I often wonder if change is an illusion. When I meet someone for the first time or observe a social situation seemingly from afar, I occasionally wonder whether the words, mannerisms and rituals of sociality I see and hear are quotations, drawn somehow from a vast and unacknowledged catalogue of ways of being in the world; that we are all just actors in a repetitive production of infinite dimension, where only minor adjustments are ever possible.

What do you wish hadn’t happened this year?
I don’t know, but I guess that anybody with an ounce of credibility would agree with me that our desire to think of ourselves as a moral force above all others is more a weakness than a strength. And that with each new bomb that hits the sands of Syria, foreclosing on those it finds within its reach, we draw closer to the cave from whence we came than the bright and dignified future that we are told is our ultimate salvation. It is with these thoughts in mind that I am forced again to lament our iniquity in such matters, which I fear is more clear to those who watch from afar, than bitterly, ourselves.

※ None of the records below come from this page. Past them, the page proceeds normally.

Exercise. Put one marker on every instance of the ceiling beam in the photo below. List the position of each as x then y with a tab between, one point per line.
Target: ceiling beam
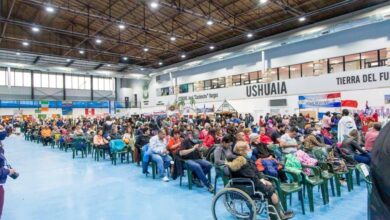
36	59
110	20
8	16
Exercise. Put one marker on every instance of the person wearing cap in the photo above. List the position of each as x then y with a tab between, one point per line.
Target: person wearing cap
223	151
243	167
260	150
46	135
345	126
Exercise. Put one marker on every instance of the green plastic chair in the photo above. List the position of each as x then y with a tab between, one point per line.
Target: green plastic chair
76	142
364	171
286	189
310	181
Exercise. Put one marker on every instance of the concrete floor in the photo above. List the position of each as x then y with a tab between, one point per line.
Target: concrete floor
53	186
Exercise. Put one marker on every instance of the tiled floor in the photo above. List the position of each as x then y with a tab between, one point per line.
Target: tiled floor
53	186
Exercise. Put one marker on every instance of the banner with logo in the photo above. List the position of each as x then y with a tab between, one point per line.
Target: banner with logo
330	100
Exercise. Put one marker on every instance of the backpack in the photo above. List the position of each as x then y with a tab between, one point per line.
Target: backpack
117	145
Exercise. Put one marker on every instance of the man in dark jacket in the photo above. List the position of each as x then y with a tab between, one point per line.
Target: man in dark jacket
189	151
380	174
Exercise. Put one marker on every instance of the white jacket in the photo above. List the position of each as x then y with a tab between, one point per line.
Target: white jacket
346	125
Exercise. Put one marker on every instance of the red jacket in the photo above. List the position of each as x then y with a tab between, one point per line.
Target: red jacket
208	141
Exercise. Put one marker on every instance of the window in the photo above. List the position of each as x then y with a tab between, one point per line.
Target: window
183	88
207	84
2	77
336	65
308	69
214	83
18	77
68	82
37	80
370	59
283	73
245	78
221	82
236	79
27	78
253	77
383	57
45	80
107	84
272	75
60	81
295	71
352	62
52	81
87	83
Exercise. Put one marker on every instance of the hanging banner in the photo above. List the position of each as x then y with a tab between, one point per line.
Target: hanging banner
44	106
89	111
330	100
349	103
67	108
387	99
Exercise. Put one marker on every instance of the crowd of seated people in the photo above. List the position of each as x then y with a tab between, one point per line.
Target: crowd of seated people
228	139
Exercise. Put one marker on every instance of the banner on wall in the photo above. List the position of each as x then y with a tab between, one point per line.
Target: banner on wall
44	106
387	99
349	103
330	100
89	111
67	108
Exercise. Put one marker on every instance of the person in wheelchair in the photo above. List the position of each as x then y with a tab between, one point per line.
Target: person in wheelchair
243	167
46	135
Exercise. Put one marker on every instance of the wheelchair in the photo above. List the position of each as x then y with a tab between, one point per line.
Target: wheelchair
240	200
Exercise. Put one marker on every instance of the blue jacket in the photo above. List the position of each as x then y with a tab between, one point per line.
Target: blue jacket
3	171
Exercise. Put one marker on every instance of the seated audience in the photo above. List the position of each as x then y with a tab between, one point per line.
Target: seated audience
288	143
100	142
351	148
160	154
243	167
371	136
223	151
190	152
46	135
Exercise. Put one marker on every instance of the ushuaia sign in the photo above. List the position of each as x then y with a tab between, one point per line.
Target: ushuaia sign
266	89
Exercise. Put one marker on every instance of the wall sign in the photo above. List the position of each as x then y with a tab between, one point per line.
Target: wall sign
378	77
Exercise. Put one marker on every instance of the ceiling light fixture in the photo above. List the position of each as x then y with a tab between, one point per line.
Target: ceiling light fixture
49	9
121	26
154	5
35	29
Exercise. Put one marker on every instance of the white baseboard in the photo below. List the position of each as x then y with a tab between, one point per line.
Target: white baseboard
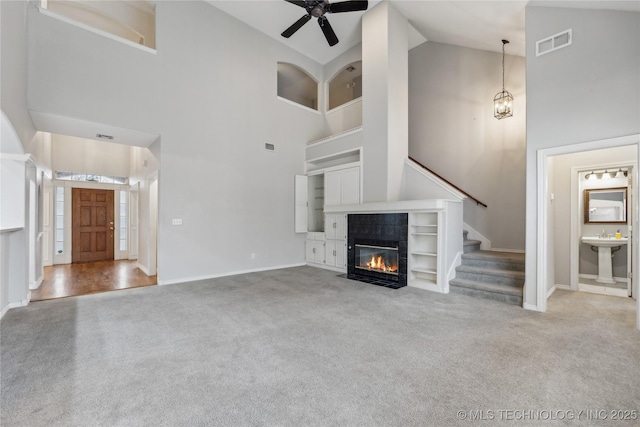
327	267
473	234
531	307
551	291
11	305
515	251
144	269
603	290
35	285
231	273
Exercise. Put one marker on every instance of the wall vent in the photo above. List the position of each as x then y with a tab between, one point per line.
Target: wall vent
555	42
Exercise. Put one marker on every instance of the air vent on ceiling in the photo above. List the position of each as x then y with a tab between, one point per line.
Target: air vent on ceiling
555	42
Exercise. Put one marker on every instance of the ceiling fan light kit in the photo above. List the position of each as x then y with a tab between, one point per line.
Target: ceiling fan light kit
317	9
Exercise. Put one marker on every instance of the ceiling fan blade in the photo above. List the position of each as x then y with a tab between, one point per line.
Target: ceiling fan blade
296	26
300	3
347	6
331	37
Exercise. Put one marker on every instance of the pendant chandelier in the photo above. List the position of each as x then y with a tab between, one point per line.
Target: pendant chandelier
503	101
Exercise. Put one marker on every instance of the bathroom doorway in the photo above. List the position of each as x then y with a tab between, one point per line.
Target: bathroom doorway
559	207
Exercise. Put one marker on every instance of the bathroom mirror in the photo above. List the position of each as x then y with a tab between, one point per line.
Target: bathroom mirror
605	205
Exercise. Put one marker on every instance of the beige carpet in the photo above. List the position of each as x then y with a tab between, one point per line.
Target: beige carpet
303	347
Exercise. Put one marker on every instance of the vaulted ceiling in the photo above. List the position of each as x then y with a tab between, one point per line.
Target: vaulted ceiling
477	24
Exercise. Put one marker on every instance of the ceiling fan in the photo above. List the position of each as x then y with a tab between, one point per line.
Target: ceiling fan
317	9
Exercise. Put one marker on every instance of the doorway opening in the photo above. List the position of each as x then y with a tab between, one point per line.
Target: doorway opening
559	242
98	228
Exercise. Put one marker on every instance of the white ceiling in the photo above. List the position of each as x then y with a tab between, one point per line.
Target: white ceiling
478	24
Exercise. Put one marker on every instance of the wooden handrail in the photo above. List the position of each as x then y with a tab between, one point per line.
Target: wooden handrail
448	182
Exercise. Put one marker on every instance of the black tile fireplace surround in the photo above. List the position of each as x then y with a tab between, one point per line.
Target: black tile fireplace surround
384	230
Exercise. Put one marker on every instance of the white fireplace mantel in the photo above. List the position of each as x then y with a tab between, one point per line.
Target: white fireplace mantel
401	206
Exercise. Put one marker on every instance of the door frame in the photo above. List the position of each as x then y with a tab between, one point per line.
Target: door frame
542	218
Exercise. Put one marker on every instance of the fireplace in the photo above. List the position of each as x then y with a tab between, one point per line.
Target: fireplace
377	249
377	259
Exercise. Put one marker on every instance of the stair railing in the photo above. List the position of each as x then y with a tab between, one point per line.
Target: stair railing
448	182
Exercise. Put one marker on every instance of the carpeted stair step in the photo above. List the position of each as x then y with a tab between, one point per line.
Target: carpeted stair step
470	245
507	294
492	275
481	274
495	260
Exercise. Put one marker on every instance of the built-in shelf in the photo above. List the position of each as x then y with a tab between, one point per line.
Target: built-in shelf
423	247
336	136
418	253
424	270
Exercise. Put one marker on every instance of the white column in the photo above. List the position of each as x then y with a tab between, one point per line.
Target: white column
385	101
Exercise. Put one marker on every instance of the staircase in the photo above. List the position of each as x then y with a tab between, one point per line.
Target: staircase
489	274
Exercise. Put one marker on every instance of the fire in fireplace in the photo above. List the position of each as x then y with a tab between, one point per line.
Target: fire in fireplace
377	248
377	258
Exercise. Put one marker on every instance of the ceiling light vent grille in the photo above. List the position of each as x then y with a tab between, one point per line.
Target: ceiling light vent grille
555	42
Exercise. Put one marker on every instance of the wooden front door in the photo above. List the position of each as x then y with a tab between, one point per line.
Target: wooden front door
92	225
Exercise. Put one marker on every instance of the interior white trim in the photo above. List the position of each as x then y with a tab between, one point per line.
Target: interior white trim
303	107
551	291
333	137
473	234
11	305
102	33
345	105
231	273
542	220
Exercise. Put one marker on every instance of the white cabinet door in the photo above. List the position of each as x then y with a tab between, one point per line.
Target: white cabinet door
350	186
340	221
330	252
301	203
315	251
333	188
341	254
342	187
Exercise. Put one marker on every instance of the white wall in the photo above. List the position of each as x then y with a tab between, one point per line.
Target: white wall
18	136
593	87
348	116
71	154
118	18
453	132
210	92
384	108
561	173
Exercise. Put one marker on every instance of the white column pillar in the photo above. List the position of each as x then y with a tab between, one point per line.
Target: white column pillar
385	101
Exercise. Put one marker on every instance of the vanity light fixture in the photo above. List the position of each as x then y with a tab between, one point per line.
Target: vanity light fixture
503	101
606	174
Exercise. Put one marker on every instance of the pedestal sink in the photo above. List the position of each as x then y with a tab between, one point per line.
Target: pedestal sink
604	245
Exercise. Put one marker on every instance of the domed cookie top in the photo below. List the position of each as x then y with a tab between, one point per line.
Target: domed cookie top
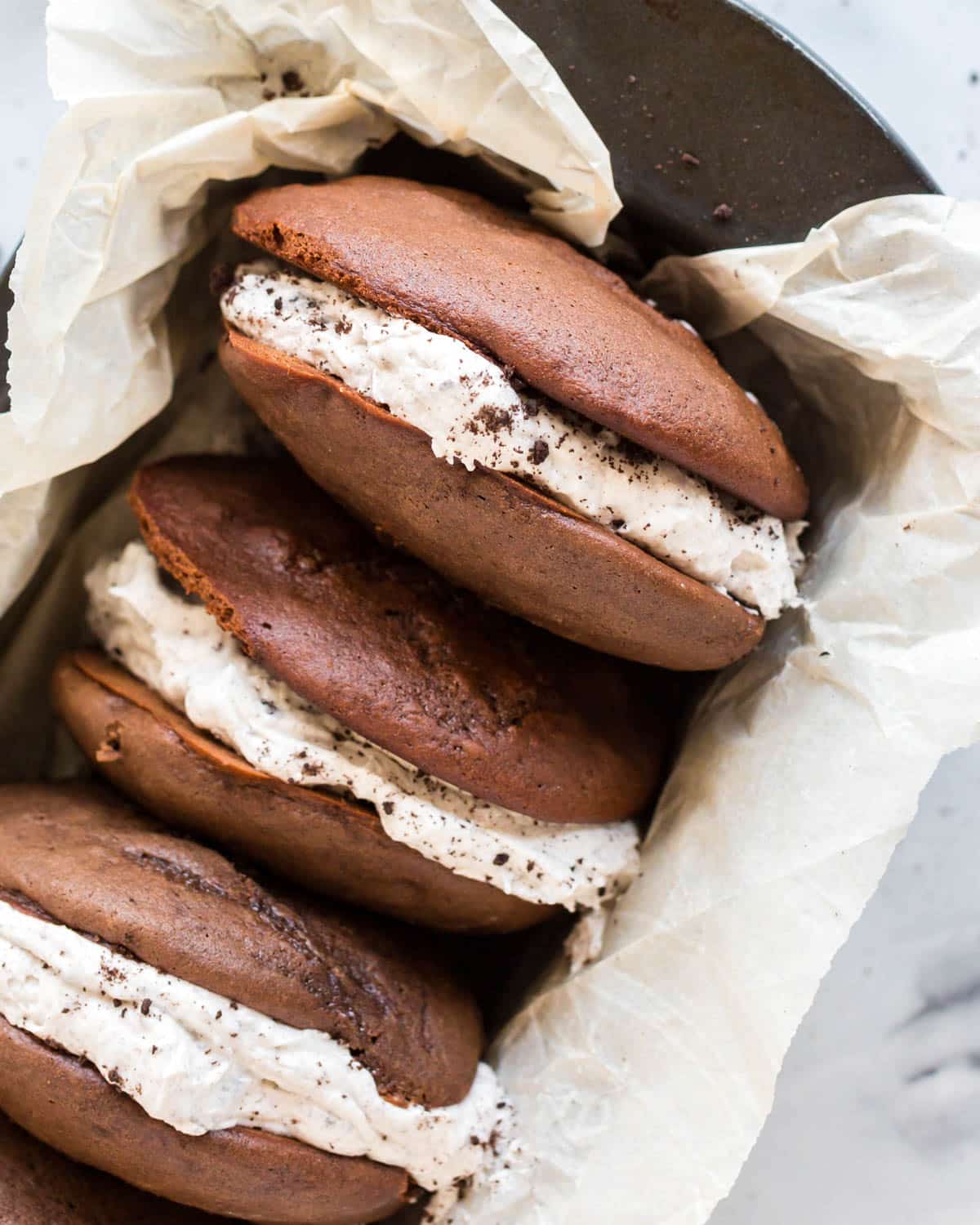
566	326
376	639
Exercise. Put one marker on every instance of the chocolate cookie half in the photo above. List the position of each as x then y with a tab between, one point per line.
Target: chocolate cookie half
357	715
171	1022
514	416
41	1187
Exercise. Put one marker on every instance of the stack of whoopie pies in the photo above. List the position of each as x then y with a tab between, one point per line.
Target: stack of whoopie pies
436	710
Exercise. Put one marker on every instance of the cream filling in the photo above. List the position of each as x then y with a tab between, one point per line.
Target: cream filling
181	652
201	1062
470	411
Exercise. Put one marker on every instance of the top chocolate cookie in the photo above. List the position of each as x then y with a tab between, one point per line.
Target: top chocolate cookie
565	325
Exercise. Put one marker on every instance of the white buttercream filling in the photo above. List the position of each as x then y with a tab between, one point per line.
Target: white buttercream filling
179	651
203	1063
470	411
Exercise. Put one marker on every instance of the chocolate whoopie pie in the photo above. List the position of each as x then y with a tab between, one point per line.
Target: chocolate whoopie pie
168	1021
511	413
337	710
41	1187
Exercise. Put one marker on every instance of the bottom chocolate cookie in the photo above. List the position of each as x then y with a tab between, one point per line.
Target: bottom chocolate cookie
256	1055
41	1187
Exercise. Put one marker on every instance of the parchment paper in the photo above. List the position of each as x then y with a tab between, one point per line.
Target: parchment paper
644	1080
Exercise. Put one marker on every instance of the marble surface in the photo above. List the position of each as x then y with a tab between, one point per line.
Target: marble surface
877	1115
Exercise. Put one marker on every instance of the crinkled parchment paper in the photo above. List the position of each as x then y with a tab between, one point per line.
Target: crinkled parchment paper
644	1080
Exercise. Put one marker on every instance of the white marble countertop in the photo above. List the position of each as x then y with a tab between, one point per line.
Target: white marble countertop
877	1121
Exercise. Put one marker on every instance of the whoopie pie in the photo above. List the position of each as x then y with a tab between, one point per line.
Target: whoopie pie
41	1187
252	1054
336	710
510	412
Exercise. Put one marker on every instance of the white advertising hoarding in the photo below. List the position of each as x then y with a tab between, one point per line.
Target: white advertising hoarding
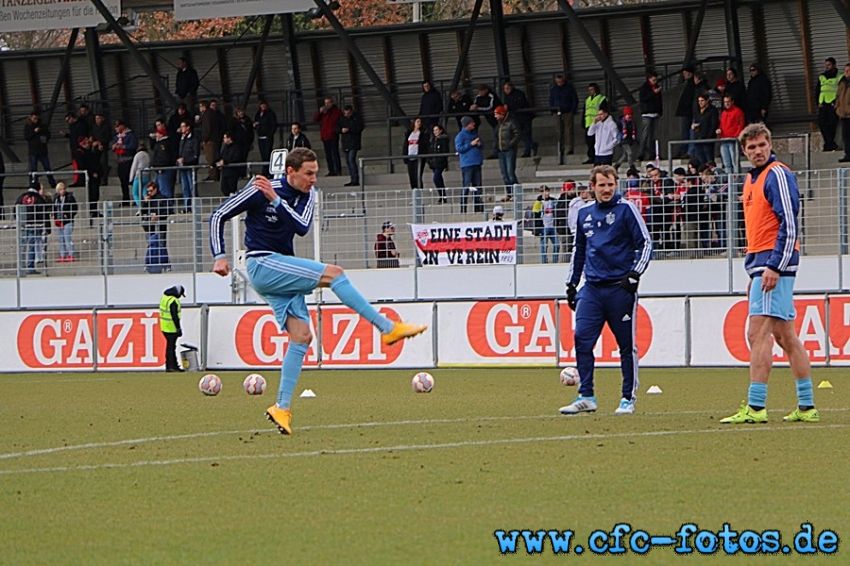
204	9
31	15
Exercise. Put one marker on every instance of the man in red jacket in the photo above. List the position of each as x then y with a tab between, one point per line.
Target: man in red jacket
732	122
328	115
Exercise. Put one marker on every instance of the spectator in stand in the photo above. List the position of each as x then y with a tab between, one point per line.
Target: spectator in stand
842	110
508	134
297	137
64	211
485	104
430	106
32	223
706	123
175	119
385	251
415	144
544	211
605	136
439	144
736	88
517	104
164	158
651	109
188	156
684	110
563	98
826	90
470	151
459	106
139	174
102	133
661	190
328	115
212	128
230	154
124	146
186	84
592	105
92	164
77	130
628	138
759	95
732	122
350	128
242	129
37	135
713	221
265	122
562	205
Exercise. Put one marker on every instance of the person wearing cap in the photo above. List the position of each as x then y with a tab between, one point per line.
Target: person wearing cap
508	134
826	91
470	152
385	250
651	109
605	136
628	138
759	95
684	108
498	213
169	324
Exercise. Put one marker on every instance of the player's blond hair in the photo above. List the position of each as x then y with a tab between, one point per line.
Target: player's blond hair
754	131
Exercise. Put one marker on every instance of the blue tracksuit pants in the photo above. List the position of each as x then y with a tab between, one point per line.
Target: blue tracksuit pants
597	305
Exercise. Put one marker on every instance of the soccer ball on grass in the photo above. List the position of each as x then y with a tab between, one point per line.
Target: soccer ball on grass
569	376
254	384
423	382
210	384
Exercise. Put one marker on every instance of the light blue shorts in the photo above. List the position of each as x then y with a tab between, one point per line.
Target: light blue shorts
283	281
778	303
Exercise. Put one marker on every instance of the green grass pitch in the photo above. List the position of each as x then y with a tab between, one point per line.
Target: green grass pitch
140	468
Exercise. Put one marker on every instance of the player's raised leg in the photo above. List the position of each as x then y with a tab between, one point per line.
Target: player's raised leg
334	277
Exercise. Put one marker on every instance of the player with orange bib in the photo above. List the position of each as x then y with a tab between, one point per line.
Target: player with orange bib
771	203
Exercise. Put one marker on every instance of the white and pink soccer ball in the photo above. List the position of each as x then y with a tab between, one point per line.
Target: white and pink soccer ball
210	384
423	382
569	376
254	384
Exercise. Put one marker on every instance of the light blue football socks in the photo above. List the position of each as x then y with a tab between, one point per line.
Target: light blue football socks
293	361
757	395
352	298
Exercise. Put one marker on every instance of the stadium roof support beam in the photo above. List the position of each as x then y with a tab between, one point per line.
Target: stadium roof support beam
500	44
467	43
733	34
143	63
258	59
692	44
841	8
603	61
63	73
361	60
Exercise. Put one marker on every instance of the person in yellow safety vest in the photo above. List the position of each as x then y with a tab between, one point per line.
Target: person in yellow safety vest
591	109
169	324
826	91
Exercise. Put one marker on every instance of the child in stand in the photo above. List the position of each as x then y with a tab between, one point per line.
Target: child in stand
628	138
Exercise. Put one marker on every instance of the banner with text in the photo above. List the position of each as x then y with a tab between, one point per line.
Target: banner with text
33	15
468	243
203	9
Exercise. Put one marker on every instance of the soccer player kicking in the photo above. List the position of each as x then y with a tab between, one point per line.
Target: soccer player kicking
771	203
613	249
277	210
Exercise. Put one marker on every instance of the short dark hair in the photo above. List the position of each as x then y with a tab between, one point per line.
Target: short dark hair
298	156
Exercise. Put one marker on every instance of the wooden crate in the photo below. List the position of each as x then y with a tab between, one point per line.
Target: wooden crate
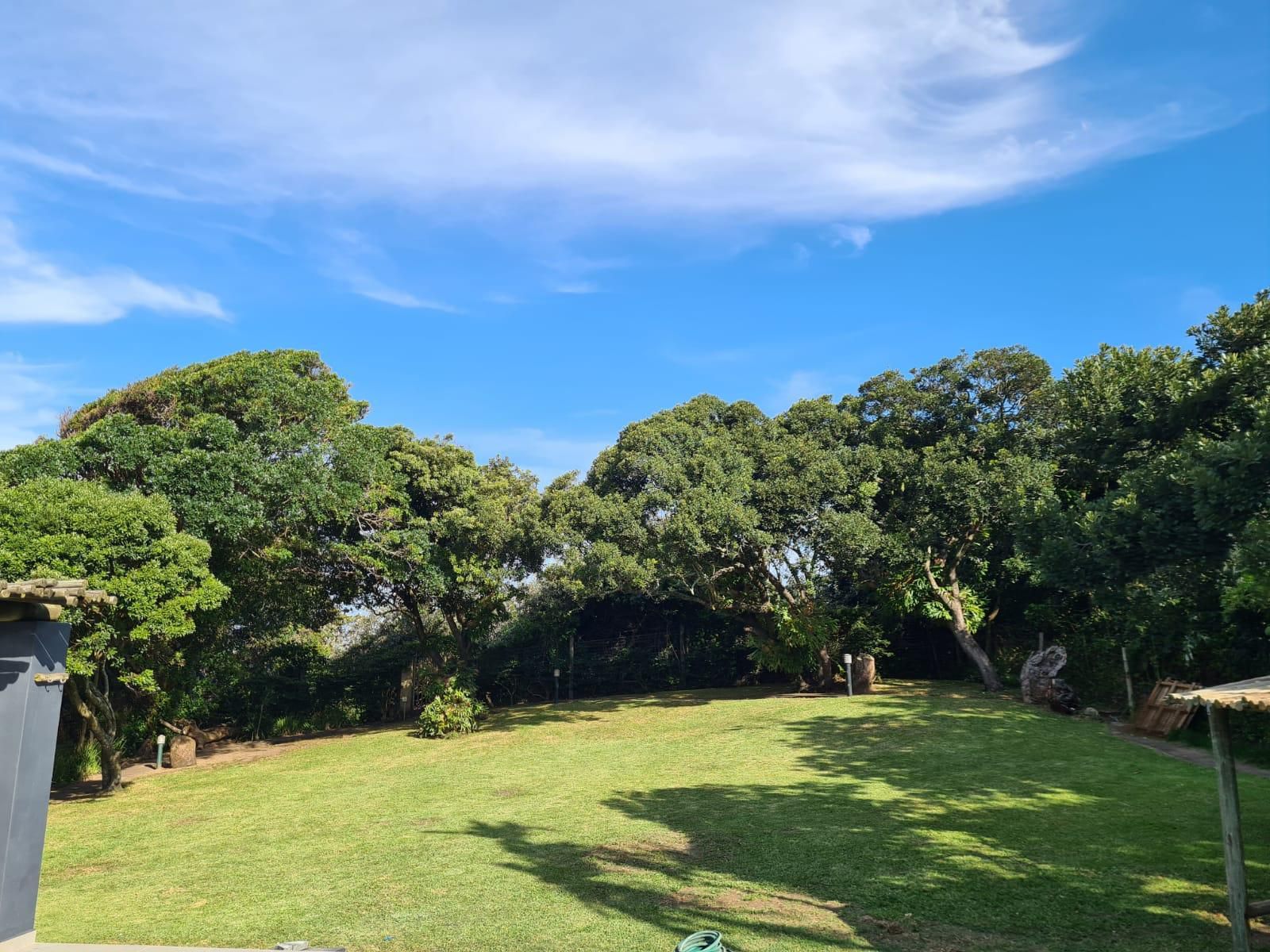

What do you wish had happened this year, but didn’t?
It would be easy to chide, to say that I was a fool or even naïve, to have had the temerity to run for office last May. Even though it was never my intention to actually be elected, to place oneself within a process that could lead to having power over one’s kith and kin, however reflexively envisaged, is both distasteful and yes, even a little absurd. We all desire, I believe, to be able to wander our gardens without the hand of authority at our backs, and so my participation within the sacred but ultimately wanton rituals of representative democracy requires perhaps an apology on my part, for the seeming folly of this endeavour.

However, I must nevertheless declare to you today, that if by happenstance on that fateful day I had actually been elected, my first act would have been not to act, not to propose any policies and not to attend that great chamber. Each of us, in our so many different ways, can see that the ‘people’ no longer exist and that ‘representation’ itself is failing and so will never deliver to us the much fabled promised land, where we are all going to be free and yes, tickled to death.

What would you characterise as your major achievement this year and why?
To have fallen in love, however frightening that may be.

Is there anything you’d like to have done this year but haven’t?
Escape!

What would make 2016 a better year than 2015?
A world without borders, nations and the silent crime of ‘collateral damage’ that stains us all: “As democracy allows us to sacrifice other people without blushing” (Campaign 2015).